Maud’s baby is al weer zeven maanden oud. Als fanatieke skiër vindt Maud het de hoogste tijd om ook eens met baby op wintersport te gaan…
“Zullen we in de zomer op huttentocht gaan in de bergen?” stelde de man twee weken geleden enthousiast voor. Ik trok mijn neus op. “Met Maud op huttentocht?” reageerde mijn moeder verbaasd. Het was haar oppasdag, de laatste voor onze vakantie. “Die houdt helemaal niet van wandelen!” Ze stond met ons kleine ventje voor me, die zijn armen naar mij uitreikte. “Wat een ideeën heeft die papa, hè schatje.” Laten we eerst maar eens de sneeuw overleven,” besloot ik.
En hier zijn we dan. Precies een jaar na mijn bollebuikervaring op de ski’s, mag ik er nu gelukkig weer op zonder extra kilo’s, maar mét een vrolijk toekijkend mannetje in de armen van opa en oma op het hotelbalkon. “Gaan we sleeën?” roep ik hem toe. Onze vrolijkerd van zeven maanden kijkt overal naar, behalve naar zijn moeder, die als een ware vrouwelijke Romeo onder zijn balkon staat. De besneeuwde bomen, de stoeltjes van de skilift, de skiërs die in straf tempo de berg af suizen: zijn hoofd beweegt van het een naar het ander.
In het skihok verlos ik mijn voeten van de zware schoenen, om boven op de kamer eindelijk weer zijn stralende lach te zien. Enthousiast grijpt hij zich vast aan mijn bovenarmen. Uit de grootste koffer die we mee hebben, verzamel ik zijn thermokleding, skisokken met monsters erop, een setje gewone kleren, handschoenen, muts en skipak. Ik ben er helemaal klaar voor om mijn zoon de lol van sneeuw te leren kennen. De nieuwe slee staat beneden al klaar.
Hij kreunt bij het aandoen van de eerste laag en lijkt te willen zeggen: “Doe me niet nóg meer kleren aan!”
“Arm kind, kom maar hier,” hoor ik de man ineens zeggen, en hij grijpt ons Michelin-mannetje van het bed. “Pak beter deze,” zegt hij grijnzend en werpt me de draagzak toe. “Ik heb een prachtige wandeling gevonden.”

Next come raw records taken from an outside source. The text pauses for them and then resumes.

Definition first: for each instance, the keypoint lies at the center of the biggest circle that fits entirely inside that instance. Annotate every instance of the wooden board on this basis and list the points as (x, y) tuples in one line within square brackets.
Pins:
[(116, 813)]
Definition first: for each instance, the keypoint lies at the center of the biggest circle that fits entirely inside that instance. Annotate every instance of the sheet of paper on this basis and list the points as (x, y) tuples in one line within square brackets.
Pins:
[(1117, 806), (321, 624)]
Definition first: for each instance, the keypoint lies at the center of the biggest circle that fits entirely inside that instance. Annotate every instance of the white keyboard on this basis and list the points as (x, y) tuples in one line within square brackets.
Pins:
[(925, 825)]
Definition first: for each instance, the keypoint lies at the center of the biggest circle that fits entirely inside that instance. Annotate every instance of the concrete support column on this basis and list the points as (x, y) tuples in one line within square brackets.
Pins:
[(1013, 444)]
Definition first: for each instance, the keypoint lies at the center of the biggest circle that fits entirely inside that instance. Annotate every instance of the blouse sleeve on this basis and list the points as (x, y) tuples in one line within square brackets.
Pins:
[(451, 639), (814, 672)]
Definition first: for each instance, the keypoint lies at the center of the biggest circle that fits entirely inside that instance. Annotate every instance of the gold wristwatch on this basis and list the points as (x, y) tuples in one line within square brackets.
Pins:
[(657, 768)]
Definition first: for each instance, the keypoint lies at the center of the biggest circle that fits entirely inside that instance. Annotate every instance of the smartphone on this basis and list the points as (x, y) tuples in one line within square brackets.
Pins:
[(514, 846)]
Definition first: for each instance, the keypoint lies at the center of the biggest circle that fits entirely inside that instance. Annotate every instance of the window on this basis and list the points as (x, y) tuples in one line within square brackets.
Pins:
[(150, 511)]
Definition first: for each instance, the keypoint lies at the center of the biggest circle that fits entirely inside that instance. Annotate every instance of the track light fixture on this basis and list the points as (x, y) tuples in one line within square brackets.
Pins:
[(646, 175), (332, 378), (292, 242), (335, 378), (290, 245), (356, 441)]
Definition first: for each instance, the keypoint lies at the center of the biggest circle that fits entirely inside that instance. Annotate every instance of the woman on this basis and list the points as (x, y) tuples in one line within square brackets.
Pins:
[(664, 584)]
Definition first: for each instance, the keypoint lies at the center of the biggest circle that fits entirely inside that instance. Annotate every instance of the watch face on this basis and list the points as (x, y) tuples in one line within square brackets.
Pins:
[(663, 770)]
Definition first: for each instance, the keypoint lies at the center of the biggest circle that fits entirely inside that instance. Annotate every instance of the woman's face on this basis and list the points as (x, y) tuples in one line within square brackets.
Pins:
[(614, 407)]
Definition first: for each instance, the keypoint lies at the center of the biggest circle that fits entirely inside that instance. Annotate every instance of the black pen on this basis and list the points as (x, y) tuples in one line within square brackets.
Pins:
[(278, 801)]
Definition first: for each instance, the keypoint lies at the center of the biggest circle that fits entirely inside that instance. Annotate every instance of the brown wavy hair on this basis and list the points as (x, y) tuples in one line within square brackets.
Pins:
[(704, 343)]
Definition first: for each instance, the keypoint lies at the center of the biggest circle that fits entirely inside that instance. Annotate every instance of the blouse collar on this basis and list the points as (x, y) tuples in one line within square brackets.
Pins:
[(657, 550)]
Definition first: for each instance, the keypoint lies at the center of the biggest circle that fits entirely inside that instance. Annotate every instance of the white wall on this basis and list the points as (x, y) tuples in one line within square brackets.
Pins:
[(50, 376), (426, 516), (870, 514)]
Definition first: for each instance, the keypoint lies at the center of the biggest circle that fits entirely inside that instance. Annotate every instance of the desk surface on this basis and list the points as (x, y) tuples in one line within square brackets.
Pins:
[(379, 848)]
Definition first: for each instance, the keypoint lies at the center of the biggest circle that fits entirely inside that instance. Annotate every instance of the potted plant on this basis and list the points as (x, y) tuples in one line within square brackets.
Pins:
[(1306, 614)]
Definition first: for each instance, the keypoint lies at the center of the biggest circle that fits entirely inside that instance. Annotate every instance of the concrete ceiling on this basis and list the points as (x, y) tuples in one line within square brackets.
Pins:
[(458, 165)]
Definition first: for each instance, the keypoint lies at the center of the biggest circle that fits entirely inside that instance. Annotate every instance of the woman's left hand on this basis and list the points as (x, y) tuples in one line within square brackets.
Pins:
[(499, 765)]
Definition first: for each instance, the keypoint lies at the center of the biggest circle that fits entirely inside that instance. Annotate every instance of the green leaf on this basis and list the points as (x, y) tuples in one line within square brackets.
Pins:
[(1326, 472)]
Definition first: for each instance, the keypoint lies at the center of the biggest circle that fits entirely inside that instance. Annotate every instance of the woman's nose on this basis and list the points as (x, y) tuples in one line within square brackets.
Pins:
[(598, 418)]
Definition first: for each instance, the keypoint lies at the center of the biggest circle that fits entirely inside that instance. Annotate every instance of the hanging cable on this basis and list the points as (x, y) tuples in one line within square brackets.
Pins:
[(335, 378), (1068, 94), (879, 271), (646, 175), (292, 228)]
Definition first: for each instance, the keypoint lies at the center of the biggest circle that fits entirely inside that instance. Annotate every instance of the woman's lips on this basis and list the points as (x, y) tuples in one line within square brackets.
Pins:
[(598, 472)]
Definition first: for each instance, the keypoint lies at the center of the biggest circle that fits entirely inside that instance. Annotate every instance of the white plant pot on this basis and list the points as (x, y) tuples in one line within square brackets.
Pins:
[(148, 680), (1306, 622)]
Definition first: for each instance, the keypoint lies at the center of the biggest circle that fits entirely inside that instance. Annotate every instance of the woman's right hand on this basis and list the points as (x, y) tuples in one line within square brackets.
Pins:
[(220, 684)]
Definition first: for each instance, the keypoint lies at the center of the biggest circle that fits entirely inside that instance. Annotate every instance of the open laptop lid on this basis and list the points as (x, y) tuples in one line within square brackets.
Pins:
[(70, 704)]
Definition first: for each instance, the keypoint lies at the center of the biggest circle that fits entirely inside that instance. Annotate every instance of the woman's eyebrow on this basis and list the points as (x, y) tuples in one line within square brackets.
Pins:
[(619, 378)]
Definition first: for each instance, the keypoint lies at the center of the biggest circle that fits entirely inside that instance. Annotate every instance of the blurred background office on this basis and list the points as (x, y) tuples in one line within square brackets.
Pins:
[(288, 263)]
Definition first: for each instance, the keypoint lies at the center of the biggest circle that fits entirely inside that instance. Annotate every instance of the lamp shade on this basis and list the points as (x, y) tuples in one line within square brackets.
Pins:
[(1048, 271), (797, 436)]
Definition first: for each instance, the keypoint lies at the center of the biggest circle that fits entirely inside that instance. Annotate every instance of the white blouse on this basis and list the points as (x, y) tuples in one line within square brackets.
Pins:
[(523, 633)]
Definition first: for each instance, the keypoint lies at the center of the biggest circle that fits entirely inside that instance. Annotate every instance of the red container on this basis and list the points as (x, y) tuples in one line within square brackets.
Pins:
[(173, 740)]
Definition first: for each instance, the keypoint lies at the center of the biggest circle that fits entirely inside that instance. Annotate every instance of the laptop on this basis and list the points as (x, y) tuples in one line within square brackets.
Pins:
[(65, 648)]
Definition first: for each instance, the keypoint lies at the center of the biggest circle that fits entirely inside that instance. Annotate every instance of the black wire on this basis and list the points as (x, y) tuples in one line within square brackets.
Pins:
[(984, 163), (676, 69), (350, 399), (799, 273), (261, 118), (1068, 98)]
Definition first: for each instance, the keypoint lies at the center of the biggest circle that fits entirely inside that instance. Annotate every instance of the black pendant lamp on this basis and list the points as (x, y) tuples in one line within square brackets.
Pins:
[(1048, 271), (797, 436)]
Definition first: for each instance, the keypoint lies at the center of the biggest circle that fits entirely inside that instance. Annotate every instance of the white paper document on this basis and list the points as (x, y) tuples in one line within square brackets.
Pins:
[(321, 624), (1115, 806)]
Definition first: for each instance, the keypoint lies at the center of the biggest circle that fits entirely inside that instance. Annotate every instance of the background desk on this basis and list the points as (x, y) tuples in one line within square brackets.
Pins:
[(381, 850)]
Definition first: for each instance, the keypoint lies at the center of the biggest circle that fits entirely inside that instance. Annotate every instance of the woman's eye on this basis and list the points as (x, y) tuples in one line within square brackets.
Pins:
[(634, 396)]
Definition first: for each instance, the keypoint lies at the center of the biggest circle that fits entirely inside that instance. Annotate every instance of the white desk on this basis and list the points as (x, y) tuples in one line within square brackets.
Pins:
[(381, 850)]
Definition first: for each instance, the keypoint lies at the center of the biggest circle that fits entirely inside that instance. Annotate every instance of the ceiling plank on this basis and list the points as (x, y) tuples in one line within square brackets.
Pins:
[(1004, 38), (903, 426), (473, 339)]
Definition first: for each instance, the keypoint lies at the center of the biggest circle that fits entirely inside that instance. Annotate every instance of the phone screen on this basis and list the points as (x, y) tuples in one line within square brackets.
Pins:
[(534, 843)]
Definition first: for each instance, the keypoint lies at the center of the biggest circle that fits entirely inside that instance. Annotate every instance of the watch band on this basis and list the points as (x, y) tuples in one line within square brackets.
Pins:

Wintersport staat voor mij al jaren gelijk aan snelheid; kriebels in mijn buik bij het van de bergen afsuizen. Sleeën komt in elk geval dichter in de buurt dan traag en saai wándelen.
“We gaan met de gondel, de wandeling start boven.” Oké dan, dat is toch nog een beetje actie. Ook al had mijn moeder gelijk, de draagzak wint. Ik installeer onze ‘mupsie’ met zonnebril en muts in mijn buidel.
Op 2.000 meter hoogte is de zon voelbaar dichterbij. Uit een glimlachend knikje van de man maak ik op dat ons doel recht voor ons ligt: het hoogste punt, met kruis en al, precies zoals in de films. De sportvrouw in mij staat op en duwt zichzelf plus baby de mulle sneeuwberg omhoog. “Voorzichtig,” waarschuwt mijn eega voor het ijzige laatste stukje.
“Wauw,” zucht ik boven. We zijn er. Samen. Gewandeld. Overal om ons heen bergtoppen, de wind waait door onze haren. En kleine smiley geniet zichtbaar mee. Ik reik uit naar mijn man en geef hem een kus. “Wat een geweldig idee.”